For the gravy, stir the nutritional yeast flakes and 2 tablespoons of the seasoning mix in warm water to dissolve and set aside.

In a skillet or saucepan, melt butter or vegan margarine over medium-low heat. Add flour and quickly whisk in until all lumps are gone. If you don't have a flat spiral whisk, it's worth investing in one—a standard balloon whisk is not ideal for making gravies.

Cook the roux, whisking constantly, until it takes on a light golden color and the raw flour smell is gone, about 2-3 minutes.

In a thin stream, pour the warm yeast broth into the roux, still whisking constantly. It'll get thick and lumpy really quickly. If you don't incorporate the broth slowly and get rid of all the lumps as they occur, it'll be hard to get rid of them later. Take a break after about a cup of broth if you need to and really whisk the hell out of it. Toward the end of the broth, you may have to scrape some sludge from the bottom of your measuring cup to get it all in there.

Whisk to make sure you've really gotten all the lumps, then let come to a simmer, whisking occasionally to make sure it doesn't burn. Once the gravy is at a simmer, let it bubble away, whisking often, until it is thickened, about 3-5 minutes. Give it a taste and add more salt or more fauxltry seasoning if desired.

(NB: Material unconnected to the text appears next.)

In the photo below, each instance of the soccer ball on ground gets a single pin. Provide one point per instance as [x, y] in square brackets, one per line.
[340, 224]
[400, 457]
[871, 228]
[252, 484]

Turn off the heat and let it sit for 3 minutes to cool down and thicken further. You'll probably get a little skin on the top—stir it in and then serve immediately.

If you know you're going to be stretched thin with other last-minute prep (or you are going to someone else's home), you can also refrigerate for up to a week. It'll firm up into gravy Jell-O, but simply reheat it in the microwave or on the stove.